The nature of the activities
When designing lifelong learning programmes, some universities focus on the needs of their local communities, while others look to the world of work. The Universities Association for Lifelong Learning brings together universities with a range of approaches to adult and continuing education. Along with its Work and Learning Network, it is a rich source of advice.
People will and should want to learn for reasons beyond doing their job. It is useful, for example, for electors to have the capacity to think critically, weigh up evidence, and differentiate between genuine political arguments on the one hand and demagoguery on the other.
But even focusing on the workplace, unknown technologies and industries are approaching over the horizon, which means that simply teaching today’s skills is inadequate. The workforce needs the capabilities to adapt and engage successfully with as yet unseen technologies.
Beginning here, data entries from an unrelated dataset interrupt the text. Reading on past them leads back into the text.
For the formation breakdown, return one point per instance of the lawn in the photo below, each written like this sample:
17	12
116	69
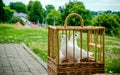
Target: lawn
37	39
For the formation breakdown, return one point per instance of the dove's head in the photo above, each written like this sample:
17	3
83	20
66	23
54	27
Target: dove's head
75	36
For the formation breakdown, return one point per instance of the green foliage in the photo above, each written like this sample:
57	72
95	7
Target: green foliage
18	6
54	15
111	22
29	6
37	40
36	12
79	8
8	13
16	19
2	12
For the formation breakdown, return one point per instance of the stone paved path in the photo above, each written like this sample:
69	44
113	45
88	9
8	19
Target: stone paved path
16	60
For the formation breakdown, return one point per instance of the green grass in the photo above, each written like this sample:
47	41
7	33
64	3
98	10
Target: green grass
37	40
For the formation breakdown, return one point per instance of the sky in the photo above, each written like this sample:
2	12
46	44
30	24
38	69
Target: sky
93	5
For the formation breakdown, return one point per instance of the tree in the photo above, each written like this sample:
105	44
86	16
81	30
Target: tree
18	6
8	13
36	12
29	6
111	22
79	8
2	12
54	17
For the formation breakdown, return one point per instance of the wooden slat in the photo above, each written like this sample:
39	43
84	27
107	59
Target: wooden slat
93	44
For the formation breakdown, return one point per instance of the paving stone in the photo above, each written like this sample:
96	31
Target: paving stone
6	69
18	73
9	73
15	60
27	73
1	69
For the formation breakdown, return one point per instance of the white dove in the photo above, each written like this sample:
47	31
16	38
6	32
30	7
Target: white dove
62	48
77	49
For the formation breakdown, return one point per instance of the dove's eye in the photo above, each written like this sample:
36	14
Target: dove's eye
75	34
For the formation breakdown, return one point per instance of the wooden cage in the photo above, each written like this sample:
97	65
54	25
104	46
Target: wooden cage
90	39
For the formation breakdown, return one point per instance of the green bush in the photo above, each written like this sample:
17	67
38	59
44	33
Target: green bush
16	19
111	22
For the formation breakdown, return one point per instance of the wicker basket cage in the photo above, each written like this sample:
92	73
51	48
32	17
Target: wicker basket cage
90	38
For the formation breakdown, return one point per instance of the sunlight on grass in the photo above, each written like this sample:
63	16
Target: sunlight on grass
37	40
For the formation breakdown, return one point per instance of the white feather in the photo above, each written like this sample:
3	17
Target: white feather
77	49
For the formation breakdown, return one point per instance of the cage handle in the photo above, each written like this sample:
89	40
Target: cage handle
73	14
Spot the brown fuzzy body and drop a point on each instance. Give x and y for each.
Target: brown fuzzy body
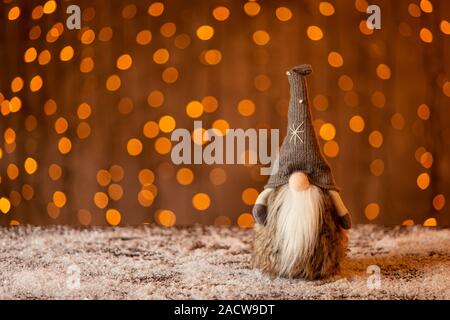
(323, 261)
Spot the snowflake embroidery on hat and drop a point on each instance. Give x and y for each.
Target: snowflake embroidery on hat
(295, 133)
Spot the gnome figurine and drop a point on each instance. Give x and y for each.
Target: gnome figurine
(300, 217)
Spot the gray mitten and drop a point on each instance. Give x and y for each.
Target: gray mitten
(260, 208)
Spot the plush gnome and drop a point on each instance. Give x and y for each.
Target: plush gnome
(300, 217)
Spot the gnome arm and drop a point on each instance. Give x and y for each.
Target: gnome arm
(260, 208)
(344, 216)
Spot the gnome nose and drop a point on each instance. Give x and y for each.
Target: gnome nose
(298, 181)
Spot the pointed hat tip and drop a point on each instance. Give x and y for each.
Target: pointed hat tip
(303, 69)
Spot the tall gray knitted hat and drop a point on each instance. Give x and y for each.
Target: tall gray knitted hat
(300, 150)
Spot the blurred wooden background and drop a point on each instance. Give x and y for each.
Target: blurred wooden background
(86, 114)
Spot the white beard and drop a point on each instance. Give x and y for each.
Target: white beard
(297, 226)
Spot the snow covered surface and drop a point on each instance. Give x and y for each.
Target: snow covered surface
(211, 263)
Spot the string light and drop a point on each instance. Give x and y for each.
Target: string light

The most important “skill” to be imparted by lifelong learning is the ability to learn. This can be fostered by problem-based and experiential learning, with real-world applications, along with encouragement to question, discuss and debate ideas from across the disciplines.
The subjects taught
There is a need to go beyond science, technology, engineering and mathematics (STEM). Indeed, when faced with what might be envisaged as a clearly “STEM” challenge, namely breaking cyphers at Bletchley Park, recruits were drawn from the humanities as well as the sciences.
Many of the world’s major challenges require interdisciplinary work. Having team members with an appreciation of other disciplines can foster and enhance such work. Just as research and development creates "absorptive capacity" enabling firms to recognise and capitalise on the value of research by others, so individuals will bring more to interdisciplinary projects if they have an appreciation of the different disciplines. This is crucial to the teaching of research skills and research methods.
Teaching, research and knowledge exchange
A simplistic view of teaching skills for jobs risks downplaying the importance of knowledge transfer and research, focusing on taught courses rather than research degrees. One of the University of Oxford’s first part-time degree programmes was a master’s in software engineering, which included a dissertation. IBM sent employees on the course, and many of these dissertations were based on research in the workplace. Over time, this collaboration led to a research agreement between IBM and the university.
Innovation and entrepreneurship
University lifelong learning strategies should take novel approaches to capture the needs referred to above, and to impart a spirit of innovation. This should be conceived broadly, to encapsulate imagination and creativity. Similarly, entrepreneurship should be interpreted broadly as an exploratory mindset, to include “intrapreneurship” within large organisations rather than focusing solely on establishing new enterprises or growing young ones and should include social enterprises, which have a mission to contribute to society.
Jonathan Michie is professor of innovation and knowledge exchange and president of Kellogg College at the University of Oxford. He is also chair of the Universities Association for Lifelong Learning.